Ali Benouari dévoile les deux solutions possibles de sortie de crise

élection démocratique

« L’élection algérienne se tiendra probablement vers la fin de l’année 2019. A cette période, personne ne sera contraint par les délais fixés par l’article 102 de la Constitution et tout deviendra possible», a déclaré Ali Benouari, ancien ministre du Trésor (1991-1992),dans un entretien accordé à Sputnik.

Il a indiqué, dans ce sens, que « deux chemins pour sortir l’Algérie de la situation de blocage politique, suite à l’échec annoncé de l’élection présidentielle du 4 juillet 2019, suivi de l’appel du chef de l’armée à un dialogue national ».

L’ex-ministre a affirmé qu’il sera candidat à la prochaine élection présidentielle, si toutes les conditions pour son bon déroulement sont réunies », selon la même source.

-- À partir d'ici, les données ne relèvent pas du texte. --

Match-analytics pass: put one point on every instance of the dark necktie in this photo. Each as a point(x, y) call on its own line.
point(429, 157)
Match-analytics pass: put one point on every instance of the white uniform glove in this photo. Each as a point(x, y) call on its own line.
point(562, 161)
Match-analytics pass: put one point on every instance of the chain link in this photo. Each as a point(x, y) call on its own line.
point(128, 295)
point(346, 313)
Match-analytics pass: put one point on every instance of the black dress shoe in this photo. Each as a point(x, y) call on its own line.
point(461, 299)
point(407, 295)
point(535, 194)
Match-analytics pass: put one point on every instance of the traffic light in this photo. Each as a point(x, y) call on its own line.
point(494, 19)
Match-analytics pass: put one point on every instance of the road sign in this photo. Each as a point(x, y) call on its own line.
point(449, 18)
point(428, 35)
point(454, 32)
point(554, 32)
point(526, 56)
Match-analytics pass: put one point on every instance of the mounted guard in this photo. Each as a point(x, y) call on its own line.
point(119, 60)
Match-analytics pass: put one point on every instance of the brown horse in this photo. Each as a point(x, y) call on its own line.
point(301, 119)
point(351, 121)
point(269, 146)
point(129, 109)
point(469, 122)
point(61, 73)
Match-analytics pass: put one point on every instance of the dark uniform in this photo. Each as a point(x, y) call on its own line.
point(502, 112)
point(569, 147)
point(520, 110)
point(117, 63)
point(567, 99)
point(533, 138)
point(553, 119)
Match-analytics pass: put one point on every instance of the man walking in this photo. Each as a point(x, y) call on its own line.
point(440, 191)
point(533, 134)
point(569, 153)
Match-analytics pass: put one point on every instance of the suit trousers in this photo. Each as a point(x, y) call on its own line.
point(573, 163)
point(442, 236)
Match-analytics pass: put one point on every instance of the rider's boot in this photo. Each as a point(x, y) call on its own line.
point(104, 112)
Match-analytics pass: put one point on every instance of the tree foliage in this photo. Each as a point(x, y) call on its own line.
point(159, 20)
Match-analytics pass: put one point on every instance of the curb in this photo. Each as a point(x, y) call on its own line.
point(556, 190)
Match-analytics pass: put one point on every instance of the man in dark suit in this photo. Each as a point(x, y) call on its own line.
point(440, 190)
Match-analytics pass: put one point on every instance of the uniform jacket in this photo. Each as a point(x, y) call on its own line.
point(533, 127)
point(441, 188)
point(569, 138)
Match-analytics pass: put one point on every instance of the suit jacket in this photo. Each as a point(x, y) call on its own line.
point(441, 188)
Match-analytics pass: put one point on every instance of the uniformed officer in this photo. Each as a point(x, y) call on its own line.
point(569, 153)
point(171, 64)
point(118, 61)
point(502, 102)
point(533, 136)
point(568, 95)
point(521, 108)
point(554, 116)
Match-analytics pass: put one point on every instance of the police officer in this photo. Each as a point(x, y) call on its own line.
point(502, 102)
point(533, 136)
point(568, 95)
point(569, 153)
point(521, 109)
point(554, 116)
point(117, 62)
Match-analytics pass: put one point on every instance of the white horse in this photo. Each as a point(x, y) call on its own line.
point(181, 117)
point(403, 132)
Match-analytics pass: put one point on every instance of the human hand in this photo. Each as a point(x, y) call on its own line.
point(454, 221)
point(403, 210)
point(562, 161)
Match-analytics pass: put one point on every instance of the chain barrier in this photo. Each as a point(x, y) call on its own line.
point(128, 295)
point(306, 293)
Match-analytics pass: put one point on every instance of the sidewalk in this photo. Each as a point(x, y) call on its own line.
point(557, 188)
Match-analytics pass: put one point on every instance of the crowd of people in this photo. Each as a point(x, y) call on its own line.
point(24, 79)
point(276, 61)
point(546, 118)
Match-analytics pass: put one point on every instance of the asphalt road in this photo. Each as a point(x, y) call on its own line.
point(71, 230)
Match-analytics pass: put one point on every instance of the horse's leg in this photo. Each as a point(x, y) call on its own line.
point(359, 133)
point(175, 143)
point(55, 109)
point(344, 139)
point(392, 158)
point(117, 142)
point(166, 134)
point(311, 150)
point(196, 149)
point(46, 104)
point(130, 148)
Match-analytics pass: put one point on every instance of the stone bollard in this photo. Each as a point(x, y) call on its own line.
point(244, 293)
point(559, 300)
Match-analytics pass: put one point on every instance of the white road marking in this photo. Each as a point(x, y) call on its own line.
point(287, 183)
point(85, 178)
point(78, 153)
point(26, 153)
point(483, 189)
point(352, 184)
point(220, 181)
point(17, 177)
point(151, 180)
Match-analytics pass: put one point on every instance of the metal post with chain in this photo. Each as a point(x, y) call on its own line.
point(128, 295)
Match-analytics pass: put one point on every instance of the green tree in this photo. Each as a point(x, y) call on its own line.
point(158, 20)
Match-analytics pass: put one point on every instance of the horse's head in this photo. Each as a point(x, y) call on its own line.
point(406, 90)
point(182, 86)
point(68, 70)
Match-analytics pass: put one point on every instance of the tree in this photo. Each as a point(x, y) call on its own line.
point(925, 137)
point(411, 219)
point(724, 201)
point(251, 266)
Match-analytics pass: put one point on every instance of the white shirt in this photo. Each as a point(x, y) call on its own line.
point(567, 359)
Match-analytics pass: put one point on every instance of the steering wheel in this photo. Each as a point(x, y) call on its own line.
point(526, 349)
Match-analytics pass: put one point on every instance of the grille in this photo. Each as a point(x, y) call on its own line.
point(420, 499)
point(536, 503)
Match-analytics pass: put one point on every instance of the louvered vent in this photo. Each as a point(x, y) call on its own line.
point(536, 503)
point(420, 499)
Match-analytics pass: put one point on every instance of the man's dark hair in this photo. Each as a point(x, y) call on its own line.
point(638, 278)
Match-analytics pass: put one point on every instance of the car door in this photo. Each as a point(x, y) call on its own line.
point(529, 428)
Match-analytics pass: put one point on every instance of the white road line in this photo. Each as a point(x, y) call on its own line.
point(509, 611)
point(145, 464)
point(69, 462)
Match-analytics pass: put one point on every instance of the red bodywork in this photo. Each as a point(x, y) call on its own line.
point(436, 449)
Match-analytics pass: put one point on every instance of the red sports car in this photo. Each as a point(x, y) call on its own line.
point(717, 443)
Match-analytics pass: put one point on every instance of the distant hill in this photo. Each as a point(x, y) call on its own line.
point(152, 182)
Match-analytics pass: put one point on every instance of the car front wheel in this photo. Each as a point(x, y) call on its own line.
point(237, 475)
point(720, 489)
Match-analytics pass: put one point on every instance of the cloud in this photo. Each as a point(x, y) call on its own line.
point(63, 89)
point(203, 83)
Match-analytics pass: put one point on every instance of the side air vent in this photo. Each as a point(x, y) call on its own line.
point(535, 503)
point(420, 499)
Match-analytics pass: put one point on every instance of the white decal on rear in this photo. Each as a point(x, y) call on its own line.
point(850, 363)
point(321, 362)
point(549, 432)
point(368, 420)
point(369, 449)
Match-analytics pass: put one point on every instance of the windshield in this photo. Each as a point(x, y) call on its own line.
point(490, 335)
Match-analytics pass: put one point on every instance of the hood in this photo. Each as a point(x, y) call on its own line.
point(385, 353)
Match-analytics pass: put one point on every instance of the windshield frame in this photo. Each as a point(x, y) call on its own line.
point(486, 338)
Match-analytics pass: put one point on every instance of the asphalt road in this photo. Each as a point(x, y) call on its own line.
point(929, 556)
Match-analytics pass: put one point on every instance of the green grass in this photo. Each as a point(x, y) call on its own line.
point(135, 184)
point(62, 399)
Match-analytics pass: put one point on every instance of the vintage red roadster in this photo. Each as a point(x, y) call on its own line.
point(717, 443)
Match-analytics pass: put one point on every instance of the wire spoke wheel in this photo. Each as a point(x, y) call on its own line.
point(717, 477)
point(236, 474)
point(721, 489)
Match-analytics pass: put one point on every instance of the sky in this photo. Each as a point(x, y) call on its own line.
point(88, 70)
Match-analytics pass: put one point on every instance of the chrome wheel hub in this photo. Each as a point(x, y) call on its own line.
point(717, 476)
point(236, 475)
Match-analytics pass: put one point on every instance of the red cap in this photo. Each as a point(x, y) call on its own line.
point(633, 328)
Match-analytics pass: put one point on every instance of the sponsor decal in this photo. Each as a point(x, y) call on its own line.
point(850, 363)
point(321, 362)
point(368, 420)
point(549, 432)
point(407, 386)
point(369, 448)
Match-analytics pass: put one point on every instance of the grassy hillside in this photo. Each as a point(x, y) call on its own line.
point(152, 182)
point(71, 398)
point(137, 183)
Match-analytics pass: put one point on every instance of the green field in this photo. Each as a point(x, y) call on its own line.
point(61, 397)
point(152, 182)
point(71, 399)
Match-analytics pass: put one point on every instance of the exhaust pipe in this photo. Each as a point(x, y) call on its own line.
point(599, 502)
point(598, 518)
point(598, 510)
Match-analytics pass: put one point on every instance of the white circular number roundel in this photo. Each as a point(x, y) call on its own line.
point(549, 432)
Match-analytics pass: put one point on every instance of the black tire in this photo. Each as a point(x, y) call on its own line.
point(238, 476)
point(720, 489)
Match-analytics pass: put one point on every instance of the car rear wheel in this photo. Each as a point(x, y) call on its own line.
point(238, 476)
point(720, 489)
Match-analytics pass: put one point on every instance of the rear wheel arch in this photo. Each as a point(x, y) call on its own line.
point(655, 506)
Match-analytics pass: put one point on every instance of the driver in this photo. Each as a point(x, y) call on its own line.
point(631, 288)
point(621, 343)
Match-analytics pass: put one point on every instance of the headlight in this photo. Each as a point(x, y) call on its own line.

Un consensus entre l’armée et les forces politiques 

S’agissant de la première solution, M. a indiqué, dans le même entretien,  qu’«il suffit qu’il y ait un consensus entre l’armée et ce qui tient lieu de forces politiques», ajoutant « dans ce cadre, l’armée peut imposer un agenda à celles-ci, sous le couvert de l’urgence et de la nécessité».

Toutefois, M. Benouari estime que, pour parachever cette démarche, «il conviendra de mettre en place une instance indépendante chargée de la préparation, notamment la mise à jour du fichier électoral, de l’organisation et du suivi des élections jusqu’à la proclamation des résultats finaux».

L’ancien ministre a souligné que « ce cela ne suffira pas car il faudra également réviser la loi électorale et les lois sur les partis et sur les médias, soulignant que c’est là où réside la plus grande des difficultés. «Qui devra préparer ces lois? Qui devra les adopter? S’est-il interrogé, en ajoutant qu’«il faut encore qu’il y ait une autorité présidentielle pour signer et promulguer ces lois».

M. Benouari explique qu’il est possible de désigner une nouvelle autorité présidentielle, «quitte à nommer un gouvernement provisoire et légiférer par ordonnances à la place du parlement», soulignant que toute la problématique de la transition se trouve dans ce point, «si on cherche à contourner cette question, il n’y aura aucun autre moyen pour garantir la transparence des élections et le traitement égal des candidats», selon le même média.

«Quoiqu’il en soit, ces problèmes devront être discutés avec l’armée qui, faut-il le rappeler, sera, à partir du 9 juillet prochain, la seule institution légitime du pays», a-t-il précisé.

La seconde voie réside, selon M. Benouari dans le fait de «garder l’actuel Président par intérim et son chef du gouvernement qui pourraient être instruits d’organiser la transition», ajoutant « au nom du pragmatisme, ils n’auront pas d’autres choix que de coopérer, c’est évident».

Pour  M.Benouari, «le chef d’état-major cherche certainement à engager le pays dans une quête de consensus pour trouver une solution hors constitution, afin de résoudre les problèmes déjà soulignés», selon la même source.

L’ancien ministre a indiqué, dans le même entretien, qu’ « il ne faut pas refuser cette main tendue car il ne peut pas y avoir de solution en dehors d’un consensus raisonnable entre toutes les parties», a-t-il mis en garde, précisant que ce «consensus devra par la suite nécessairement être plébiscité par le Hirak, qui est l’incarnation vivante des fameux articles 7 et 8 de l’actuelle constitution».